Pytałam znajomych zajmujących się kulturą o Miczurę, ale nikt nic nie słyszał. Historia filmu polskiego też raczej milczy o grupie twórczej Miczura – Film. Nie tak całkiem na szczęście, bo co pewien czas upominają się o nią filmoznawcy, m.in. Marek Hendrykowski, Piotr Śmiałowski, a ostatnio Adriana Prodeus. A Miczura miała na koncie dziesięć filmów, z czego przy powstawaniu pięciu uczestniczył pisarz Kornel Filipowicz. Ten zespół filmowy był primaaprilisowym żartem Filipowicza, Tadeusza i Stanisława Różewiczów. Kornel z Tadeuszem pisali scenariusze, Stanisław reżyserował. Żart miał ramy formalne i całkiem poważne przepustki osobowe, które zrobił własnoręcznie Kornel, podpisane przez Rączkę, czyli Różewicza, i Adamusa (von Tulczynskiego), czyli Filipowicza. Data wystawienia: 1 kwietnia 1958 roku. Grupa zawiązała się w Krakowie, na ulicy Lea w mieszkaniu Kornela. I to właśnie tam w ich spotkaniach uczestniczyła kotka Miczura, od której pochodzi nazwa grupy. Spotykali się w Gliwicach u Tadeusza, potem czasem w Warszawie u Stanisława albo na Lea w Krakowie – gdzie Kornel serwował kolegom kaszę ze zsiadłym mlekiem.
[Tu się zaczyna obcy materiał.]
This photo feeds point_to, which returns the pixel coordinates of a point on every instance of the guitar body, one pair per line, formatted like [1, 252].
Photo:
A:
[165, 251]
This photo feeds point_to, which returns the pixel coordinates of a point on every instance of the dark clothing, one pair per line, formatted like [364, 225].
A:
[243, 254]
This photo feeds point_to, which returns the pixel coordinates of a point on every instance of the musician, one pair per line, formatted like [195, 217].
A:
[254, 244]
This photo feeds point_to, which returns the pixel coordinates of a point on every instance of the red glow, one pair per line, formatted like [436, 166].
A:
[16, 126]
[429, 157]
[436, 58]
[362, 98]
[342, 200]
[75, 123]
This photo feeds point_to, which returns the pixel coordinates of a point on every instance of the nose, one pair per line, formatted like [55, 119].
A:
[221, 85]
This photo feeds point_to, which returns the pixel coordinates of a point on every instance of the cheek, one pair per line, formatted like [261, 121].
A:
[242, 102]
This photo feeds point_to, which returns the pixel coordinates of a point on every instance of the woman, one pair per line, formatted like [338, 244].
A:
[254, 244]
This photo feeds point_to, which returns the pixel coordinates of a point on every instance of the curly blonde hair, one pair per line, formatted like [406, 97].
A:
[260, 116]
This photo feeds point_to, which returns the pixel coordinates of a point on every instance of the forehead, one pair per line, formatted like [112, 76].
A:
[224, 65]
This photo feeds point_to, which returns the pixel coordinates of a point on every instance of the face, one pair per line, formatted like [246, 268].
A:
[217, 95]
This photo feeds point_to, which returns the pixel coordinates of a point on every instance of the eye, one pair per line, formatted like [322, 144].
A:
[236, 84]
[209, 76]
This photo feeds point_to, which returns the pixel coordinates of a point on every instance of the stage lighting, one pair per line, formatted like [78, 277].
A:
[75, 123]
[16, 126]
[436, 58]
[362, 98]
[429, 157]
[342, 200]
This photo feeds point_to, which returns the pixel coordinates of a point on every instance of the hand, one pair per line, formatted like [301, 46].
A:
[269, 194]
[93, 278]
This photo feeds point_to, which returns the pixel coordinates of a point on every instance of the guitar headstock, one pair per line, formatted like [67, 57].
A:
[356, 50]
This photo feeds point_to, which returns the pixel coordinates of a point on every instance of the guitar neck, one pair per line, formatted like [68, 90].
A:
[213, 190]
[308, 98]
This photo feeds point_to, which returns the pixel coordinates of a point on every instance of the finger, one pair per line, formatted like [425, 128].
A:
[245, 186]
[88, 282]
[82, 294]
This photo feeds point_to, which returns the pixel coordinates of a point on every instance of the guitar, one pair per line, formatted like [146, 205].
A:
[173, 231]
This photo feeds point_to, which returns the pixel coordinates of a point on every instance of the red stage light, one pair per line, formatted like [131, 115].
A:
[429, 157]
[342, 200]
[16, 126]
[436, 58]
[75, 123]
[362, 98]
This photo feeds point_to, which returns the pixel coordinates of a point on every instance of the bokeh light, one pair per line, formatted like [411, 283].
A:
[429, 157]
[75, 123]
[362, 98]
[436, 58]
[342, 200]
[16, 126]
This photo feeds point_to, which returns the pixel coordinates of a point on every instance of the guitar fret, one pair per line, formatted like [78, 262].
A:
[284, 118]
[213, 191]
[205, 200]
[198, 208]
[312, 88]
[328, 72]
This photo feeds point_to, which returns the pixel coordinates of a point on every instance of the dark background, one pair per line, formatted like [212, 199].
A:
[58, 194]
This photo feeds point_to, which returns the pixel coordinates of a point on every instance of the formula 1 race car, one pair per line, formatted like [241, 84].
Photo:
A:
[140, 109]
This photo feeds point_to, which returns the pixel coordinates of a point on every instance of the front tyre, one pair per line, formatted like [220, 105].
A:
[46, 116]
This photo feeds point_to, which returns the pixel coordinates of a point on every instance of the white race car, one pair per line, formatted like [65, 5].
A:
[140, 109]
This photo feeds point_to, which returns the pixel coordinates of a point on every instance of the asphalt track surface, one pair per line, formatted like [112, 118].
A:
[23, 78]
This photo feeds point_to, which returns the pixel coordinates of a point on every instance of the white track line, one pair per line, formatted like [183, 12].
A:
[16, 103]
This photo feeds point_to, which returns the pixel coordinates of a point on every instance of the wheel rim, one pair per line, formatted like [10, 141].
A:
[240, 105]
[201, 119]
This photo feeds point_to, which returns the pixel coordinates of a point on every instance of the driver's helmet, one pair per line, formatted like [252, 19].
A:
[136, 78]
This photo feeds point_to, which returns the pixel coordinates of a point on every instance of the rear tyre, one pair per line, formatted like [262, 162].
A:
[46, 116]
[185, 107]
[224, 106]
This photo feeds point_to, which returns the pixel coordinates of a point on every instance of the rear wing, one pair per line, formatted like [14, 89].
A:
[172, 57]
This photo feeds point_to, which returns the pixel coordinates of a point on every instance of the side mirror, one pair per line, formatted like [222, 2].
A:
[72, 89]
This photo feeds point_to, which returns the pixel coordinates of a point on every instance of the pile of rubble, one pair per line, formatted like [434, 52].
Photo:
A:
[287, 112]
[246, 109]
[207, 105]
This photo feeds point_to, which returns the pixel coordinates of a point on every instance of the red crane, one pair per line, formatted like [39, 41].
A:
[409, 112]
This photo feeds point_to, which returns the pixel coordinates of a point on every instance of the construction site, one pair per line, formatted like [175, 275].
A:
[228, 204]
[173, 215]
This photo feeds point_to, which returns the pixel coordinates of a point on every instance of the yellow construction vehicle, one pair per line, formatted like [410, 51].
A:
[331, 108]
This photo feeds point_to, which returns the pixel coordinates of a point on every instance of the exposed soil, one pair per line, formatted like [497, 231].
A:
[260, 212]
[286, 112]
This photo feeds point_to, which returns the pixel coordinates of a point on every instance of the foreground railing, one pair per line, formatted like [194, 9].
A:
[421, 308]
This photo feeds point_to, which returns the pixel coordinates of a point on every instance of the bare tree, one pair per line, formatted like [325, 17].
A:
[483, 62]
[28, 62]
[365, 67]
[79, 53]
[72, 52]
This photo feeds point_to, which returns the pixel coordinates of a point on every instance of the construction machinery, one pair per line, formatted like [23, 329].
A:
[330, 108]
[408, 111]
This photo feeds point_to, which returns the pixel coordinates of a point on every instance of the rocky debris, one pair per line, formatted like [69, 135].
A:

Zaczęło się od pracy nad scenariuszem „Trzech kobiet” (1957) na podstawie opowiadania Kornela. Celina, Helena i Maria – trzy więźniarki w różnym wieku po wyjściu z obozu próbują żyć razem i stworzyć wspólny dom. Filipowicz był bardzo krytyczny wobec swojego tekstu, ale Tadeusz uspokajał go w 1956 roku: „Jesteś zbyt surowy w stosunku do tego opowiadania – dużo w nim dobrego”. Film był zdaniem Piotra Śmiałowskiego wierny opowiadaniu Filipowicza: „Dominuje powściągliwy ton, a zdarzenia mają rys niepozorności: zdobycie mebli do mieszkania, słuchanie muzyki z gramofonu, szukanie spokoju po wojennej traumie. W zasadzie na ekranie rzadko coś się ewidentnie «dzieje», a przecież dzieje się bardzo dużo. Zupełnie jak w prozie Filipowicza, który właśnie poprzez unikanie niepotrzebnych dla akcji zdarzeń, potrafił przyjrzeć się temu, co naprawdę czuje jego bohater”. Odnajdywano w nim też wpływ prozy Tadeusza Borowskiego i chwalono debiutującą Annę Ciepielewską. „Wtedy z Tadeuszem przeszliśmy «szkołę podstawową pisania dla filmu»” – komentował Kornel początek współpracy w wywiadzie dla „Filmu” w roku 1963. Tadeusz Różewicz miał już wcześniejsze doświadczenia. W 1948 roku zaczął pracować nad scenariuszami. Pojawił się wtedy pomysł, żeby przyciągnąć literatów do polskiej kinematografii. W pierwszym scenariuszu o historii sztandaru posłużył się – jak pisała Adriana Prodeus w tekście „Daj się ponieść”, opublikowanym w tomie „Interpretacje” – poetyką kontrastu: ciszy i huku, błysku i ciemności, detalu i długich chwil milczenia. Jego brat współpracował z różnymi autorami, ale ciekawe efekty dawała mu właśnie współpraca z Tadeuszem. Mówiło się, że Stanisław Różewicz lubi teksty nieefektowne i właśnie na takiej podstawie robi dobre filmy. Być może „to, że Stanisław Różewicz dopracował się konsekwentnie swojego stylu, jest w jakimś stopniu zasługą nas trzech” – zastanawiał się Filipowicz.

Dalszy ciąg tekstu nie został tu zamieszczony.